Nesse prólogo, o povoado de Taquaruçu já se
encontra em polvorosa: Todos estão indignados com a disposição subserviente do
governo que cedeu terras –muitas pertencentes a humildes agricultores do lugar
–para a construção de uma estrada de ferro por uma empreiteira internacional
(Southern Brazil Lumber Colonization & Company, como é mostrado em uma
placa em dado momento).
Logo, os desapropriados, entre os quais os
personagens mencionados acima e muitos outros mais, passam a compor uma
resistência que, em nome do monge José Maria (uma figura santa regional), e
inspirados pela causa similar de Antônio Conselheiro na Guerra de Canudos,
formam um reduto messiânico entrincheirando-se nas terras de araucárias da
região e confrontando violentamente os soldados enviados para reprimí-los.
Esses rebeldes, pelo hábito coloquial de raspar
a cabeça são assim denominados ‘Pelados’ enquanto que seus opositores são
chamados de ‘Peludos’ em referências aos coronéis interesseiros, todos de
espessa barba na cara.
O objetivo dos ‘Pelados’ é oferecer uma
oposição física e bélica forte o bastante ás forças armadas dos ‘Peludos’ para
que possam chegar à região de Caraguatá, onde se unirão a novos reforços,
almejando contingente o suficiente para sobrepujar os inimigos.
O desenlace de suas intenções, contudo, é
sangrento.
O filme de Sylvio Back não acompanha nenhum
personagem com maior esmero, nem mesmo Adeodato, todos fazem parte do grande
panorama que ele se esforça para pintar e, nesse objetivo, perdem-se
caracterizações mais aprofundadas e sub-tramas mais elaboradas.
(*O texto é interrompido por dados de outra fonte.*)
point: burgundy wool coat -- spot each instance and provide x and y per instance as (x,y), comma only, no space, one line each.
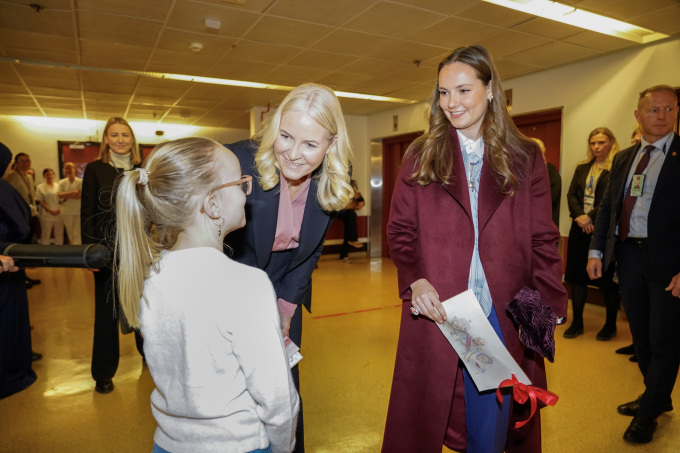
(431,235)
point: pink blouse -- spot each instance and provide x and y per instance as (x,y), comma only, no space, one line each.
(288,226)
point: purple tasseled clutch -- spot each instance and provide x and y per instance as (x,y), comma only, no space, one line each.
(537,322)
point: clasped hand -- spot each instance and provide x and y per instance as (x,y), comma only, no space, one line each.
(425,299)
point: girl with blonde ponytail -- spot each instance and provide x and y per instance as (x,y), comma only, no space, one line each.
(302,164)
(210,325)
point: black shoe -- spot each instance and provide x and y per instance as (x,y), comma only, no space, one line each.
(641,430)
(104,386)
(606,334)
(573,331)
(631,409)
(627,350)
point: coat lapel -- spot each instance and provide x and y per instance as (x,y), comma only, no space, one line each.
(457,187)
(310,233)
(490,196)
(264,222)
(669,163)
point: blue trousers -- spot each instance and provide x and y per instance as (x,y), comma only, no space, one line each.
(485,418)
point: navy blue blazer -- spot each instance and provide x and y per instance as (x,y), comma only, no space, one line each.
(252,244)
(663,221)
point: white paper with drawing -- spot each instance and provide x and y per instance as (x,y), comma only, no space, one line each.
(477,344)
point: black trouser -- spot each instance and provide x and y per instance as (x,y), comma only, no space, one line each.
(653,315)
(610,292)
(349,218)
(295,334)
(106,346)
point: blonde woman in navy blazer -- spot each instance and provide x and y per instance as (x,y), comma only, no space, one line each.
(306,142)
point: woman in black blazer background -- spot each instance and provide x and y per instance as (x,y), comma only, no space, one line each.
(301,162)
(584,196)
(118,152)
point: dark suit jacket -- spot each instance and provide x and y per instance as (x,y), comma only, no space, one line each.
(577,189)
(252,244)
(663,221)
(431,235)
(98,203)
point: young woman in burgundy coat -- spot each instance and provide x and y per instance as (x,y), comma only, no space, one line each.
(471,209)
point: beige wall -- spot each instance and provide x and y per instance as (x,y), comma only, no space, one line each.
(40,140)
(597,92)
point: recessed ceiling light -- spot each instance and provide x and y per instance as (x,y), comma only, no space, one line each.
(582,19)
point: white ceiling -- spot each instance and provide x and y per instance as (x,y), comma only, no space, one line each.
(364,46)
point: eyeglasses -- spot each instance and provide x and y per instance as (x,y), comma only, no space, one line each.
(246,184)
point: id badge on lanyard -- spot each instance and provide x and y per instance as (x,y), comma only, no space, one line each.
(636,185)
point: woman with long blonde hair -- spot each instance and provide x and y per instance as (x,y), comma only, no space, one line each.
(300,165)
(118,152)
(211,330)
(585,193)
(471,209)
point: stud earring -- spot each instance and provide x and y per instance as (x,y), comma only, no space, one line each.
(219,225)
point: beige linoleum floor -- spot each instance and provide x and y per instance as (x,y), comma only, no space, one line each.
(348,344)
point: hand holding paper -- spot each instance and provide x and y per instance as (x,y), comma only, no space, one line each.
(468,330)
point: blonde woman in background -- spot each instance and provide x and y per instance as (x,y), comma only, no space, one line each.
(47,197)
(70,190)
(585,193)
(211,329)
(301,164)
(118,152)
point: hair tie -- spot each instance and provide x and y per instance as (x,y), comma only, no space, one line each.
(143,176)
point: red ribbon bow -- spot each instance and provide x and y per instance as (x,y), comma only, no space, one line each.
(522,392)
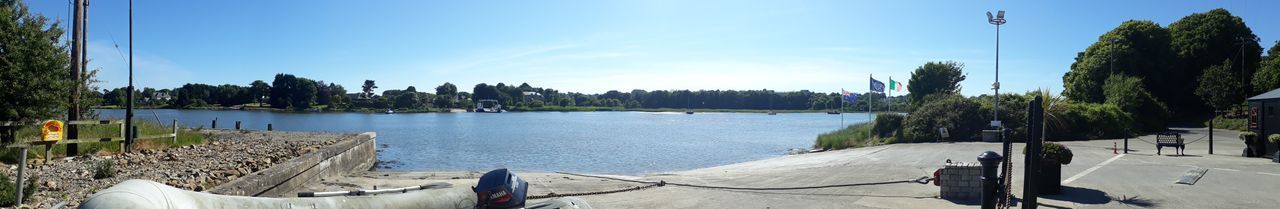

A qualidade de
filme de guerra almejada pela produção se ressalta na segunda metade, mais
preenchida por valores de produção dignos de nota. As cenas de batalha
concebidas pelo diretor Back são intuitivas, despidas de técnicas narrativas
mais sólidas, fruto certamente da natureza criativa obtida em trabalhos
documentais e ocasionados de improviso em sua filmografia.
Além disso, “A Guerra dos
Pelados” é anterior a praticamente todos os clássicos atuais de filmes de guerra
que passaram a servir posteriormente como referência ao que se faz no gênero.
Dito isso, seus grandes méritos são o resgate corajoso e meticuloso de
passagens pouco difundidas da história brasileira (em especial, ocorridas no
sul do país), e o aproveitamento de tal contexto histórico numa raríssima e
admirável obra nacional inserida no cinema épico.